Mitt Romney and President Obama both present to voters rosy views of future economic growth. Those scenarios aren't impossible, but it's fair to attach some big asterisks to them.
Steve Helber/AP, Brian Snyder/Reuters
Here's a pocketbook pointer for American voters to consider: As the presidential candidates make their closing arguments, both President Obama and rival Mitt Romney are offering visions of the economy that tilt heavily toward optimism – and that may not be a good thing when it comes to making good on their fiscal promises.
A case in point: Mr. Obama's budget proposal this year assumed an economy growing by 3 percent, adjusted for inflation, during the 2013 calendar year. The consensus among top private-sector forecasters calls for 2 percent growth, according to a monthly survey by Blue Chip Economic Indicators.

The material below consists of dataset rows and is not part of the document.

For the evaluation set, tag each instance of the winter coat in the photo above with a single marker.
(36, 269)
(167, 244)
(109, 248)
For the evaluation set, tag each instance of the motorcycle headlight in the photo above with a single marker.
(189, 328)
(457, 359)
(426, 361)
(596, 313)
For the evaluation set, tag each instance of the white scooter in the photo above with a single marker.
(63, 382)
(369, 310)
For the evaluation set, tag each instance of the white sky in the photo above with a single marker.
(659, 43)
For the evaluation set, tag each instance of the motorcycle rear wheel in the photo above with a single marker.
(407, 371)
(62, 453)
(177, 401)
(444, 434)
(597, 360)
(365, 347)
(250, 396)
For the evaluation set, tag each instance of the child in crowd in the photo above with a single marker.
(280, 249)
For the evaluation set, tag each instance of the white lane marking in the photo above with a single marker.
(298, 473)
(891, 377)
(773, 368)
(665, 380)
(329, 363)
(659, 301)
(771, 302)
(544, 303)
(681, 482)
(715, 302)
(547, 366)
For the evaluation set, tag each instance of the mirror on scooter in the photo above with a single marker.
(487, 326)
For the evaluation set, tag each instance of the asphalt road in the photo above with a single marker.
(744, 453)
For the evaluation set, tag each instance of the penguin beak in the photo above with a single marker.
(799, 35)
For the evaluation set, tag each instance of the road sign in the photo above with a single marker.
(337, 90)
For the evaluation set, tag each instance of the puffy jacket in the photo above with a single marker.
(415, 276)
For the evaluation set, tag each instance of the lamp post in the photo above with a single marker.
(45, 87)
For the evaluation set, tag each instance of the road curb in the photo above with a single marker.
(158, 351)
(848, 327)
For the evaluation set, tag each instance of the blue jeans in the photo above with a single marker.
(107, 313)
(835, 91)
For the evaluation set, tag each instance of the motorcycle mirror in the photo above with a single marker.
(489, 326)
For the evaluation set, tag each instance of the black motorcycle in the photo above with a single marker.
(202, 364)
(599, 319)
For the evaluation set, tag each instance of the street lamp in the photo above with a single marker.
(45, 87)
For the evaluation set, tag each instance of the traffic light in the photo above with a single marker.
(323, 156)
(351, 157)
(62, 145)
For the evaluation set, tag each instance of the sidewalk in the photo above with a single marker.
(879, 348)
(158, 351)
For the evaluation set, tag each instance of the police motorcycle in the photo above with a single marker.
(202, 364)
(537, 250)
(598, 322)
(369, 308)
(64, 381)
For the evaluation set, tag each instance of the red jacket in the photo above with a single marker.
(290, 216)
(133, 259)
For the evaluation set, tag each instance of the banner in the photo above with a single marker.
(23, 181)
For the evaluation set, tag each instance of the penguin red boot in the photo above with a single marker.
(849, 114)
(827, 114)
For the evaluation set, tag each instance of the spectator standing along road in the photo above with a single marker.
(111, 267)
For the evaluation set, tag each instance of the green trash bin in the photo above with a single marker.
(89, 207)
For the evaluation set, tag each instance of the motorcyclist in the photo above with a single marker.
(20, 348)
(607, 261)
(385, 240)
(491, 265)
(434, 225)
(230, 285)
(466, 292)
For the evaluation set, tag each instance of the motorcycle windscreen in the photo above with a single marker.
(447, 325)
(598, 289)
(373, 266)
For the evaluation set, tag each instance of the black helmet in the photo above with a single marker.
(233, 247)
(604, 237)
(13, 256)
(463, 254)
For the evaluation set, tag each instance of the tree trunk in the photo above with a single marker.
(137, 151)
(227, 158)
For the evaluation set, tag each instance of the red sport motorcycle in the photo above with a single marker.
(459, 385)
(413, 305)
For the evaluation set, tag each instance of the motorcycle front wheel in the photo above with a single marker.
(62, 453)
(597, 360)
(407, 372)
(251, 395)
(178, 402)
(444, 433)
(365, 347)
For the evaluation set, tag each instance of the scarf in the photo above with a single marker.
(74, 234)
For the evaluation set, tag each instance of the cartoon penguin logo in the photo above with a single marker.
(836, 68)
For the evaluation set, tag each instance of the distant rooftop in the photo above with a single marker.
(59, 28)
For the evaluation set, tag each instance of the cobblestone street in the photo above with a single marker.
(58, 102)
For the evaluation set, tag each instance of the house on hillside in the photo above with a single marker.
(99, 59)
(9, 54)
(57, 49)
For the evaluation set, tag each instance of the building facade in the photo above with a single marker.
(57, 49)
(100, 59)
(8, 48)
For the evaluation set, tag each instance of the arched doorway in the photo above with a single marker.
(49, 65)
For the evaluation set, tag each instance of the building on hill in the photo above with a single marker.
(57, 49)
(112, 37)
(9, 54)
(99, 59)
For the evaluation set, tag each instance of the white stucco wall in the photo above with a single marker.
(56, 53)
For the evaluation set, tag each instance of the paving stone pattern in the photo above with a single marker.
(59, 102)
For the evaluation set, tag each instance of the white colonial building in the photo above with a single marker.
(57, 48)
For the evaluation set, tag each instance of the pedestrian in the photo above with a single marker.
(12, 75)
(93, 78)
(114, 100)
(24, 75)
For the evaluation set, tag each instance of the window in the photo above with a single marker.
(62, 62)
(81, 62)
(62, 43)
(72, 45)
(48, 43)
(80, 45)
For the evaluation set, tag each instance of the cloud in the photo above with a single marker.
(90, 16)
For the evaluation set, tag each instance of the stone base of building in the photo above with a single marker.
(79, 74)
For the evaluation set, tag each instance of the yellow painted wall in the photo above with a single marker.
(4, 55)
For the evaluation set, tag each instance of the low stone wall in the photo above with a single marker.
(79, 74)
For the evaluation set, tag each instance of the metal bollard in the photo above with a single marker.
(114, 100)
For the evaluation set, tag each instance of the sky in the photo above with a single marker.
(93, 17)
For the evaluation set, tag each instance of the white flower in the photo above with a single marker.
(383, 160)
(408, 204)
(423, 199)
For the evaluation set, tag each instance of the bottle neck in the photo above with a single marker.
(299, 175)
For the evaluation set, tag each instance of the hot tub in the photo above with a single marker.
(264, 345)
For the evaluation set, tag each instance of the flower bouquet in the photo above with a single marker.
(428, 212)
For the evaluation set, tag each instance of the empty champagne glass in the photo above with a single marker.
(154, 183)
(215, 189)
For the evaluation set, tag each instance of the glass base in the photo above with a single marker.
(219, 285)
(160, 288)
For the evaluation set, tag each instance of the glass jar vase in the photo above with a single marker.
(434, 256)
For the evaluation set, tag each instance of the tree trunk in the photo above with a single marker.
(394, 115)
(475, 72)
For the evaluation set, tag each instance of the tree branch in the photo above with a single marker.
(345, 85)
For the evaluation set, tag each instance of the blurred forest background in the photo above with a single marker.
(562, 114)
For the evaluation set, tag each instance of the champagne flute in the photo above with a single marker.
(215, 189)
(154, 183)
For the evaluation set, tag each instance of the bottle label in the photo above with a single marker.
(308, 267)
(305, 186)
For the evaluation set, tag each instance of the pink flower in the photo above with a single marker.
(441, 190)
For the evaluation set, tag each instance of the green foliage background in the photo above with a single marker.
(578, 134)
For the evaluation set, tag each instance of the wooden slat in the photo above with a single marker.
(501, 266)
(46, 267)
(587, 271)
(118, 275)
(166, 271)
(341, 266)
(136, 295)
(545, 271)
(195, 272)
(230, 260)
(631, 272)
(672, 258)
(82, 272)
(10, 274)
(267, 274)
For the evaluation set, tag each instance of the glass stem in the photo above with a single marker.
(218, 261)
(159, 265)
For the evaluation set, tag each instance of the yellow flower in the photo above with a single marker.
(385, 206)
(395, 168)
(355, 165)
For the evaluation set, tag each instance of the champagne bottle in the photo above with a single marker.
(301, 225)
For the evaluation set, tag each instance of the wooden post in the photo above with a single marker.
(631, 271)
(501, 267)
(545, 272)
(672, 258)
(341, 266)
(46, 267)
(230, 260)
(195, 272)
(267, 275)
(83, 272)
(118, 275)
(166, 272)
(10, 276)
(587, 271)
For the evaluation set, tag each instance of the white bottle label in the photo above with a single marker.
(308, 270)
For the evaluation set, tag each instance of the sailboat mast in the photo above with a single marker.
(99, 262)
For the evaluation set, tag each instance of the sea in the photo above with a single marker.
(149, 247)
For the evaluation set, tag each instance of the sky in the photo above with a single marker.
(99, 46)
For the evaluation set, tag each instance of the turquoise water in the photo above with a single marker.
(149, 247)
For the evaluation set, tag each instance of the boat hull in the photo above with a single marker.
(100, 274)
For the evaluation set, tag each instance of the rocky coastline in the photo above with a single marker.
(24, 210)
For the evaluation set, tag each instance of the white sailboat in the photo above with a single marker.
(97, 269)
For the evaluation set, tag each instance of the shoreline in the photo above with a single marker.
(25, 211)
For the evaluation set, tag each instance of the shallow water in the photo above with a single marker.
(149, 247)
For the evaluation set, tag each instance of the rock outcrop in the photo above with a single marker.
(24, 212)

A single percentage point may not sound like much, but the difference amounts to one-third of the economic growth that the White House had planned for. If 2 percent proves to be correct, the change would mean about $165 billion less in gross domestic product (GDP) for the US, slowing the pace of everything from job creation to tax revenues.
The GOP's Mr. Romney has his own big expectations that could prove to be hard to realize. His campaign hasn't released formal economic forecasts. (Challengers don't tend to do that.) But the former Massachusetts governor has sketched a vision that counts on rapid economic growth.
Romney vows that after cutting income-tax rates by 20 percent, under his plan "we keep taking in the same [tax] money when you also account for growth." Independent analysts challenge his assertion that the tax cuts can be paid for (so they bring in the same amount of revenue) through Romney's recipe of faster GDP growth and reducing tax breaks such as deductions.